Ela olhou para mim - a boca entreaberta - e reconheci em cada milímetro do seu olhar aquele desafio já tão familiar. Ela me provocava, disso eu sabia. Só não sabia com que intenção. Nunca soube. Sua mente era um completo mistério, bem diferente do seu corpo, diga-se de passagem.
Aquele corpo eu conhecia bem. Conhecia, mas não me cansava. Cada curva (e eram tantas) me fascinava, me absorvia. Cada movimento - muito bem calculado - me hipnotizava. E ela sabia. Ela sabia tanto sobre mim e eu sabia tão pouco sobre ela. Ela sabia como me enlouquecer, como me acalmar, como me manipular. E, por Deus, como sabia me instigar.
O desafio perdurava, esperando uma resposta. Minha boca estava seca enquanto eu olhava para a dela. Aqueles lábios macios e nada gentis ainda levemente separados, um esboço de sorriso no canto deles, se divertindo com o efeito que causava em mim. Seu corpo estava displicentemente jogado sobre o sofá, mais deitado que sentado, totalmente à minha disposição.

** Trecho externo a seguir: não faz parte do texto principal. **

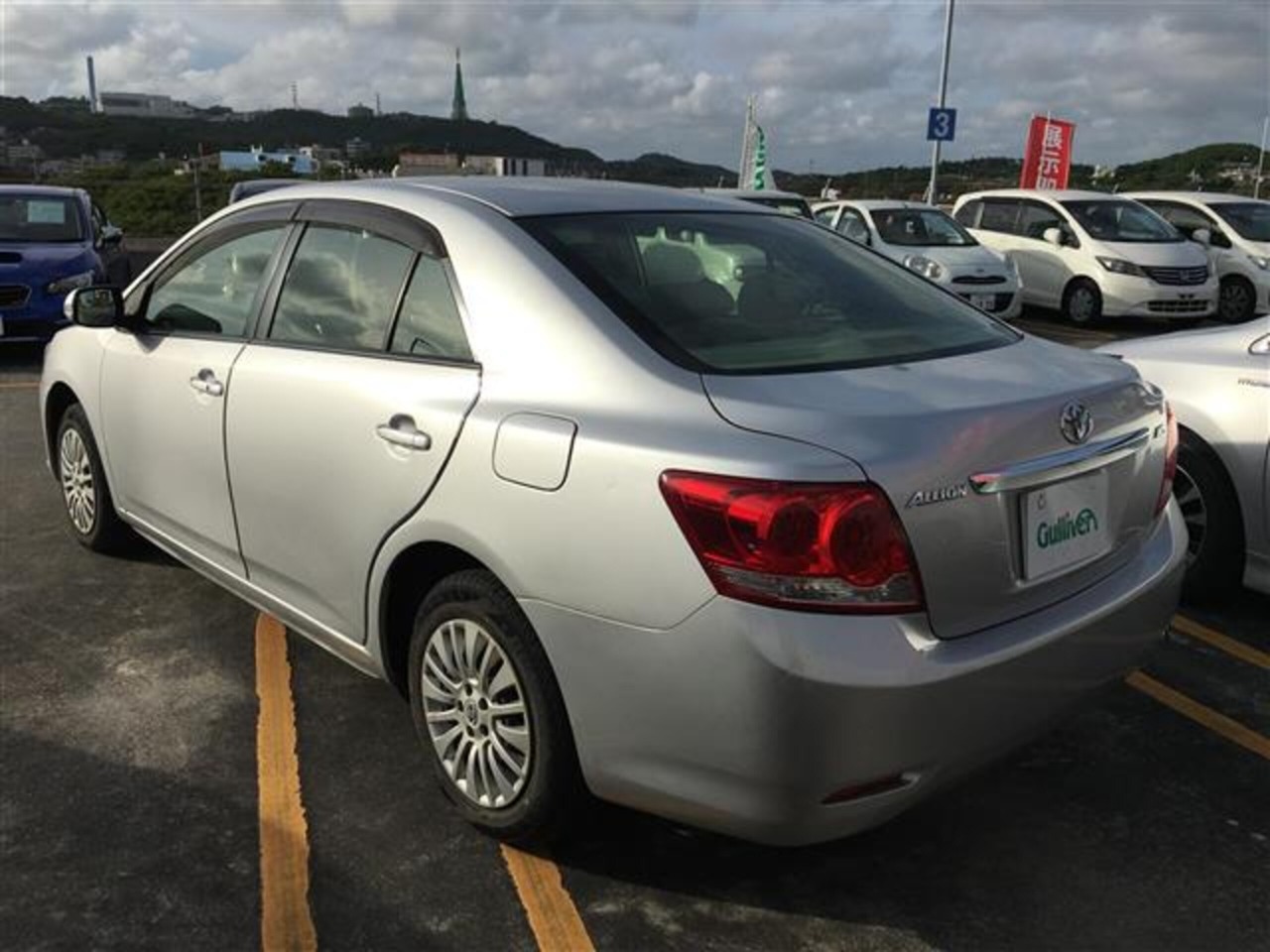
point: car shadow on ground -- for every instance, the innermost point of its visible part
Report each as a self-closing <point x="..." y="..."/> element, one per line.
<point x="1067" y="844"/>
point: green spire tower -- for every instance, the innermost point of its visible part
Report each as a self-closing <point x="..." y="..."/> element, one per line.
<point x="458" y="108"/>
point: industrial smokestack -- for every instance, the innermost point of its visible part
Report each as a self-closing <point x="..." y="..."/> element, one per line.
<point x="91" y="87"/>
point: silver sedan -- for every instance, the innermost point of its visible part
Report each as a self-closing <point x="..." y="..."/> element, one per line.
<point x="1218" y="381"/>
<point x="690" y="504"/>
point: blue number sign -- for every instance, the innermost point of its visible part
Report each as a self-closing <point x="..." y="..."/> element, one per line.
<point x="942" y="125"/>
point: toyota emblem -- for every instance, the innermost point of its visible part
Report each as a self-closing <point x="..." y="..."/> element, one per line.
<point x="1076" y="422"/>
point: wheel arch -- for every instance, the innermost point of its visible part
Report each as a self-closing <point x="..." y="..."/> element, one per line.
<point x="414" y="572"/>
<point x="59" y="400"/>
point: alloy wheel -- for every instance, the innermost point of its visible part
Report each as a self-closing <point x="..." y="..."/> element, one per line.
<point x="1082" y="304"/>
<point x="1191" y="500"/>
<point x="77" y="486"/>
<point x="1234" y="301"/>
<point x="476" y="714"/>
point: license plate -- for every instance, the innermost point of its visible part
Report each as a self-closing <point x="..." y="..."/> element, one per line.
<point x="1066" y="525"/>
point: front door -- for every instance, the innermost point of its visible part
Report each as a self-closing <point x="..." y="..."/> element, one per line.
<point x="341" y="416"/>
<point x="164" y="389"/>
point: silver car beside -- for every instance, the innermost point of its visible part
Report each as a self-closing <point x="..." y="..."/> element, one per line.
<point x="690" y="504"/>
<point x="1218" y="381"/>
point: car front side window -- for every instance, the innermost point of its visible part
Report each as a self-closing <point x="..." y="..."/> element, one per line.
<point x="213" y="293"/>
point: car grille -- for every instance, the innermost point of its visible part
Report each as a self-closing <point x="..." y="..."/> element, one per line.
<point x="979" y="280"/>
<point x="1178" y="276"/>
<point x="1000" y="302"/>
<point x="13" y="295"/>
<point x="1194" y="306"/>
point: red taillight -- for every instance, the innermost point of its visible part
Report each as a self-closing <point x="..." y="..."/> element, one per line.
<point x="1166" y="485"/>
<point x="829" y="547"/>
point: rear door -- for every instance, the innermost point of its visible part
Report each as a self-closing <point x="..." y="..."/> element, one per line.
<point x="345" y="405"/>
<point x="166" y="384"/>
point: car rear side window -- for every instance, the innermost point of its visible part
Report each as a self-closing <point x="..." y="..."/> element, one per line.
<point x="761" y="294"/>
<point x="340" y="290"/>
<point x="430" y="324"/>
<point x="214" y="291"/>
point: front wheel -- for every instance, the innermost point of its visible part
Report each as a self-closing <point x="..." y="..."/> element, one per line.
<point x="486" y="707"/>
<point x="85" y="495"/>
<point x="1214" y="549"/>
<point x="1082" y="303"/>
<point x="1236" y="301"/>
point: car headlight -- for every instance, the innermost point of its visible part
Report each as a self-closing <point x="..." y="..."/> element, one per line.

Senti meus olhos arderem. Senti as lágrimas que ameaçavam voltar. Maldita. Mil vezes maldita.
Toquei sua coxa e cravei minhas unhas em sua carne, quente, macia e minha. Notei suas sobrancelhas arquearem de leve antes que ela enterrasse as próprias unhas em meu pescoço, forçando-me a fitar o teto ao mesmo tempo que um gemido sufocado alcançava meus ouvidos. Aqueles gemidos eram todo um capítulo à parte. Ouvi-la exprimir aquele som angustiado me inundava com um prazer tão imenso que só se equiparava ao tormento do meu coração com a ideia de machucá-la.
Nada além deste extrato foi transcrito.